采用9例经活检证实有绒毛萎缩的乳糜泻患者数据和7例无绒毛萎缩的对照患者数据进行分析。除1例血友病患者外,乳糜泻患者经活检证实患有疾病,Marsh分级为II-IIIC级。在小肠的四个水平(十二指肠球部、十二指肠远端、空肠和回肠),分析长度为200帧(100秒)的视频片段。使用24项测量指标进行图像特征描述。这些测量指标通过纹理分析、运动估计、基于明暗恢复形状原理的体积重建以及图像变换等技术对视频胶囊图像进行定量处理来确定。针对每个自动测量方法(即自动机),询问小肠中是否存在绒毛萎缩,以指示乳糜泻。每个自动机的投票基于优化后的参数阈值水平确定,阈值水平根据先前数据确定。如果获得多数票(≥13票),则预测存在绒毛萎缩,而对于平局票(12-12票)则不做预测。因此,每组图像被分类为来自乳糜泻患者或对照患者。

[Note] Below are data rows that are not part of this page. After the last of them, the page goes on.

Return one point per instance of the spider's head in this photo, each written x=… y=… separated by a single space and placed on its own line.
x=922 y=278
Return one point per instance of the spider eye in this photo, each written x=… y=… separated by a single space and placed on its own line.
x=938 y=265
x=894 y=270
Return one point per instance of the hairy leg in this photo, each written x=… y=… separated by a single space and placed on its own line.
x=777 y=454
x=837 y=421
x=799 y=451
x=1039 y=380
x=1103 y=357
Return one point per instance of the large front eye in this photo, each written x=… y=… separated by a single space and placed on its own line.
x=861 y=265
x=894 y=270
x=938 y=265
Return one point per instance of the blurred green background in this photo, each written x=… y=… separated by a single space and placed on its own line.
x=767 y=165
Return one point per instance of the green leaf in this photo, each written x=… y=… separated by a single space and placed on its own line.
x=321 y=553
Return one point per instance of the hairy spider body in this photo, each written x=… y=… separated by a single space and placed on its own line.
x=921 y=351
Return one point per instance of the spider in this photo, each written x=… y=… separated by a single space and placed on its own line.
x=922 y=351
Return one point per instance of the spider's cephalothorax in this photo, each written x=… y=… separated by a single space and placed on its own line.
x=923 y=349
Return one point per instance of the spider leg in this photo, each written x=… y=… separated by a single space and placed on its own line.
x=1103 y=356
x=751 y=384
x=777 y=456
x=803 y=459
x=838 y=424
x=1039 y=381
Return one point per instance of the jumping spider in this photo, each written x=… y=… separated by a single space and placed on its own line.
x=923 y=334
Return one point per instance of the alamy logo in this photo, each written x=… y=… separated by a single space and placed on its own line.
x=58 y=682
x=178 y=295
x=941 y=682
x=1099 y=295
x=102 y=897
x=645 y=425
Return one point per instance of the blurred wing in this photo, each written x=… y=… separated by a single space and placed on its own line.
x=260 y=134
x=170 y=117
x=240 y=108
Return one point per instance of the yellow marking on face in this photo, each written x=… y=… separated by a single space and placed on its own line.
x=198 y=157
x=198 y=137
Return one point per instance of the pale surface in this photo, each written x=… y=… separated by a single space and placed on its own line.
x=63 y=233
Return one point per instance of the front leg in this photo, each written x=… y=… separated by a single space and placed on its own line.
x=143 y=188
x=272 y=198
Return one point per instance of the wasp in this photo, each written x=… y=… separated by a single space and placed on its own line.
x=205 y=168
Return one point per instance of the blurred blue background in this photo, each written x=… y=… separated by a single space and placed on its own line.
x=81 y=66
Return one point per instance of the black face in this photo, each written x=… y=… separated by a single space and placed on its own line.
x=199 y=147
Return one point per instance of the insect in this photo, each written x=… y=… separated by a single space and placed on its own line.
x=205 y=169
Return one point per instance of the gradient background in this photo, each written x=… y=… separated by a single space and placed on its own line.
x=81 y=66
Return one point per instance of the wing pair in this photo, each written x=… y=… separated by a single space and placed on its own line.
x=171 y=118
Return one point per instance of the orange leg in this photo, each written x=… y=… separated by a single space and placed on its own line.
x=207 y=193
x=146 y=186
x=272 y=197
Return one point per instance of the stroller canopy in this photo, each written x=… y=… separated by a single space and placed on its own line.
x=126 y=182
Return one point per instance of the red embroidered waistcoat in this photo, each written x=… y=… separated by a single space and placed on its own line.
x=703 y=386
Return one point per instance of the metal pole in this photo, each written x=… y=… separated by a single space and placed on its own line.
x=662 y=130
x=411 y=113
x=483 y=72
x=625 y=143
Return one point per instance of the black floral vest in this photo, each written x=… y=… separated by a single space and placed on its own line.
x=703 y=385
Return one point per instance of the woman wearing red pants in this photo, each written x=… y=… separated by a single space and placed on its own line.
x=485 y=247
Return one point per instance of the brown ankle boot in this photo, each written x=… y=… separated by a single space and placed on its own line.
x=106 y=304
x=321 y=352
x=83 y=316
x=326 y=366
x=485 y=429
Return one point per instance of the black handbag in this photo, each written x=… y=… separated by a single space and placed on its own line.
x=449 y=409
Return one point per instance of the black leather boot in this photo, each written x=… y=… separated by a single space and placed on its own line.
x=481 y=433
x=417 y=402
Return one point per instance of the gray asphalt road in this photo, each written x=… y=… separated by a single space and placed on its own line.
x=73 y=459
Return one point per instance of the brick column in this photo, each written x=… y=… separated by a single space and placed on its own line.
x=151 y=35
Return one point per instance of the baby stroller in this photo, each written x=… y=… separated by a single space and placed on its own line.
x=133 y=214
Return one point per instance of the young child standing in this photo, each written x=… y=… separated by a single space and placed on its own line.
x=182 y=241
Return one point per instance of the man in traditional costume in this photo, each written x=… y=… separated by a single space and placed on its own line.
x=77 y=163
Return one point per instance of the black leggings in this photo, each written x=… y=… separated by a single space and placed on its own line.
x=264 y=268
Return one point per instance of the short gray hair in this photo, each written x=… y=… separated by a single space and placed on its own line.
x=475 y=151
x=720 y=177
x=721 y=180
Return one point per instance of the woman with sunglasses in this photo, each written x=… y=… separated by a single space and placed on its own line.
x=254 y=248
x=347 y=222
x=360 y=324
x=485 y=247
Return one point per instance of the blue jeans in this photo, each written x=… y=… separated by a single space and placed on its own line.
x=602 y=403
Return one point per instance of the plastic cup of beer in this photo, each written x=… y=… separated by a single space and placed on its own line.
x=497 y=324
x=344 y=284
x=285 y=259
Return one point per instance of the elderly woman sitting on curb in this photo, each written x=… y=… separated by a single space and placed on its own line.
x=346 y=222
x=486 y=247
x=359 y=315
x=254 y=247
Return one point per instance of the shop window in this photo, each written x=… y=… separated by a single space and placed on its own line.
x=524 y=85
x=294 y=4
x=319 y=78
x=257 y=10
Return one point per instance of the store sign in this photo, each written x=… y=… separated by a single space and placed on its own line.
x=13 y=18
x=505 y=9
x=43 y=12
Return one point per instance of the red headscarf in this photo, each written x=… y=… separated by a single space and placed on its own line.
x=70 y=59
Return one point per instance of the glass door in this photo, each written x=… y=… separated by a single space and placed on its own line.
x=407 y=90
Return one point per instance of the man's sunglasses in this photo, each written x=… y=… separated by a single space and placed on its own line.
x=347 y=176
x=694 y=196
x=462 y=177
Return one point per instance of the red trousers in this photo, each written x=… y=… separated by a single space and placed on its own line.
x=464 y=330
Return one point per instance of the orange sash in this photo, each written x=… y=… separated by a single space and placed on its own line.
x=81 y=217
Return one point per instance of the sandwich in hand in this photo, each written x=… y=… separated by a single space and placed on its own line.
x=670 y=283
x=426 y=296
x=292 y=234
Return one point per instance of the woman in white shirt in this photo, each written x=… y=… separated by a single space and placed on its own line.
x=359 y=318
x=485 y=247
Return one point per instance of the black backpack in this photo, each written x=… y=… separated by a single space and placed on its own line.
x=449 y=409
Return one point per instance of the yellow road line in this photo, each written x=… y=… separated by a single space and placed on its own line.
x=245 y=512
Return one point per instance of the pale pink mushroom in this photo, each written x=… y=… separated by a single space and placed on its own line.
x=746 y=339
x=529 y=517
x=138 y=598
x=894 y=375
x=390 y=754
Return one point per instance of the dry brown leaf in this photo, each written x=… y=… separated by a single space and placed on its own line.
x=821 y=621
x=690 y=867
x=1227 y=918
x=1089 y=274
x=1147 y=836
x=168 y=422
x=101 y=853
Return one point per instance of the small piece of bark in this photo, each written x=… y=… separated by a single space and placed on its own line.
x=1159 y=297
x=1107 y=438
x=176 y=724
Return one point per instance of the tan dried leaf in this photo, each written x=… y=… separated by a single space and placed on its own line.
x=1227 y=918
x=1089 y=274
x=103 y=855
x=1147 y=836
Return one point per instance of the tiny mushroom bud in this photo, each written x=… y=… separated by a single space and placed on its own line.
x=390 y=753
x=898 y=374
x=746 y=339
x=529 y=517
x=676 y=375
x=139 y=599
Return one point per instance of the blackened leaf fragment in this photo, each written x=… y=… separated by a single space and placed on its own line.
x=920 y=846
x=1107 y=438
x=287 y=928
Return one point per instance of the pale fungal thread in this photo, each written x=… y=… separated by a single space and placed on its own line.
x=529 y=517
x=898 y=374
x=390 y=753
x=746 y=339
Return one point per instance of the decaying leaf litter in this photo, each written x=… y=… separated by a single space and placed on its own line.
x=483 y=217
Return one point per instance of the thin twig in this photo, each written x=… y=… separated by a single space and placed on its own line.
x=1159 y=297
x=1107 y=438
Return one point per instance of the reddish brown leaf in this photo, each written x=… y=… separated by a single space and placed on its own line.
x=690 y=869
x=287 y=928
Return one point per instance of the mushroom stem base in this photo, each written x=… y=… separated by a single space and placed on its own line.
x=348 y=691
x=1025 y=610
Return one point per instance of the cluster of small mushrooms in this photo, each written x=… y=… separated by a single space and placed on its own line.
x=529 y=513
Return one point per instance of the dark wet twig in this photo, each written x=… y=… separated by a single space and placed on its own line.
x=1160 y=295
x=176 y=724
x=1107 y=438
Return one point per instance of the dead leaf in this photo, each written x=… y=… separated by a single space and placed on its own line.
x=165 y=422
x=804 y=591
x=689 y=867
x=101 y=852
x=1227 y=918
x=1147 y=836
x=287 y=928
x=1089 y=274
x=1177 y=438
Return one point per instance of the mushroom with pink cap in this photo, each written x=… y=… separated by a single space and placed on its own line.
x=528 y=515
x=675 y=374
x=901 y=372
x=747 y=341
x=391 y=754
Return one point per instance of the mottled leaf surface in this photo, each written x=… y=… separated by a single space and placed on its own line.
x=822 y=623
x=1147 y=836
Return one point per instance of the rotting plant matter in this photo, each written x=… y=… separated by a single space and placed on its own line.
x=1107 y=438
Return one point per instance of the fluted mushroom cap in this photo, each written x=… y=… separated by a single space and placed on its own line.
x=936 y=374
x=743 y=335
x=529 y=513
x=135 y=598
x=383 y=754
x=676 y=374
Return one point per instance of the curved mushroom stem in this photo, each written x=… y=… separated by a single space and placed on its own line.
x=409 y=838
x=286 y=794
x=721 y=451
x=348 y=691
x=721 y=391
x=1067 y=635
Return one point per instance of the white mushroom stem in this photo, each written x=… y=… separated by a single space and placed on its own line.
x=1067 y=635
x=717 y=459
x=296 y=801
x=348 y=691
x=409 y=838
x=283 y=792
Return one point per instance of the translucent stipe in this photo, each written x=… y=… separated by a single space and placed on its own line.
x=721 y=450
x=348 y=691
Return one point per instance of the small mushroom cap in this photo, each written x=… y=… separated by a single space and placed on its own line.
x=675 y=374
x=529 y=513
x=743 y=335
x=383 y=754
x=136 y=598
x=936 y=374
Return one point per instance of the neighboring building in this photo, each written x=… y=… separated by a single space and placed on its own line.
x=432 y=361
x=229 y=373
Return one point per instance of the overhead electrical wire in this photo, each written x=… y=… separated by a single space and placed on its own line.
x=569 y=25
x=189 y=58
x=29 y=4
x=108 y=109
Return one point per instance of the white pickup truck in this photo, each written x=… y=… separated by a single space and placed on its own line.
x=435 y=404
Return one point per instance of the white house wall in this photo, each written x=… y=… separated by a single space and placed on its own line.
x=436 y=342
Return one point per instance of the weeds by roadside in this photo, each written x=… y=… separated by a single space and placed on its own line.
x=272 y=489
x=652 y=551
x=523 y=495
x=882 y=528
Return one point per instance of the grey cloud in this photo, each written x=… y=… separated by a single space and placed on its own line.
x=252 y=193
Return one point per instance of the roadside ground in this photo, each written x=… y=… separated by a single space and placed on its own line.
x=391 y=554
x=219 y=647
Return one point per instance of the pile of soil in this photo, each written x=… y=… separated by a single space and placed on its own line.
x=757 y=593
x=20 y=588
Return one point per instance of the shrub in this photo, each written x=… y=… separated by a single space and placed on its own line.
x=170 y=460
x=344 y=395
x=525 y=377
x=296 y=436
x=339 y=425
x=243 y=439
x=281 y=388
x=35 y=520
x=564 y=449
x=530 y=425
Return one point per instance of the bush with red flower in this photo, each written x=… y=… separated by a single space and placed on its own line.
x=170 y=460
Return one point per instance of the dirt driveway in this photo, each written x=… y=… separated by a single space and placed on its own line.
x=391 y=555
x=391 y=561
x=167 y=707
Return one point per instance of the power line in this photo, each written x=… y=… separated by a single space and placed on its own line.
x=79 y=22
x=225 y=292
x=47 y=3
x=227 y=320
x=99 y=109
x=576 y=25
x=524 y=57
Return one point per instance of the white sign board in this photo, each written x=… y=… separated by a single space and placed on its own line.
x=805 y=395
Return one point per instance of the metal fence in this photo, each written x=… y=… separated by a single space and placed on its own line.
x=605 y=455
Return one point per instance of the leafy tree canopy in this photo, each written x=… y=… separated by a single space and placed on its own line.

按肠段划分,自动机投票预测绒毛萎缩进而诊断乳糜泻的总体敏感性为83.9%,特异性为92.9%,基于自动机投票的总体准确率为88.1%。图像变换方法的敏感性最高,为93.8%,而使用子带的纹理分析方法的特异性最高,为76.0%。在小肠的所有四个位置均观察到类似的预测结果,但在位置4(回肠)出现的平局票更多。两名具有Marsh II型模式(其特征为隐窝增生但绒毛结构正常)的乳糜泻患者出现了降低敏感性的错误预测。对所有水平的数据进行汇总分析,分析乳糜泻患者数据时,乳糜泻患者的自动机平均得票为14.31±3.28票,对照患者为9.67±3.31票(P<0.001)。分析对照患者数据时,乳糜泻患者的自动机平均得票为9.71±2.8128票,对照患者为14.32±2.7931票(P<0.001)。
基于自动机的投票可能有助于指示整个小肠中存在提示乳糜泻的黏膜萎缩,不过这必须在更大的患者群体中得到证实。由于该方法是定量且自动化的,它有可能消除观察者偏差,并能够检测出缺乏明确诊断的患者中的细微异常。我们的模式在小肠近端位置更有效,这可能表明与远端位置相比,近端绒毛萎缩的存在更多且更严重。